S’agissant des modalités de prise en charge des personnes faisant l’objet de ces mesures, la Suisse et la Belgique font preuve d’un grand pragmatisme dès lors qu’elles subissent des contraintes budgétaires fortes. Ainsi, les établissements réellement réservés aux personnes soumises à ces mesures sont en nombre réduit (la Suisse romande attend un tel établissement depuis 40 ans), de sorte que les personnes concernées peuvent se trouver placées en hôpital psychiatrique ou en établissement pénitentiaire.

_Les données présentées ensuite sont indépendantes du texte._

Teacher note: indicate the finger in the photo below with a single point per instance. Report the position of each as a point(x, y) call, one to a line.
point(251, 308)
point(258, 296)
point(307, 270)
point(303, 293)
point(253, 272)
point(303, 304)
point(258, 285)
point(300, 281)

La Belgique, qui confie à des commissions tripartites (magistrats, médecins, avocats) le soin d’affecter les personnes internées puis de prendre les décisions relatives à leurs permissions de sortie et libérations, revient aujourd’hui sur ce système en judiciarisant intégralement ces mesures.

Enfin, en Belgique comme en Suisse, le travail commun entre magistrats et médecins paraît plus aisé et plus développé qu’en France.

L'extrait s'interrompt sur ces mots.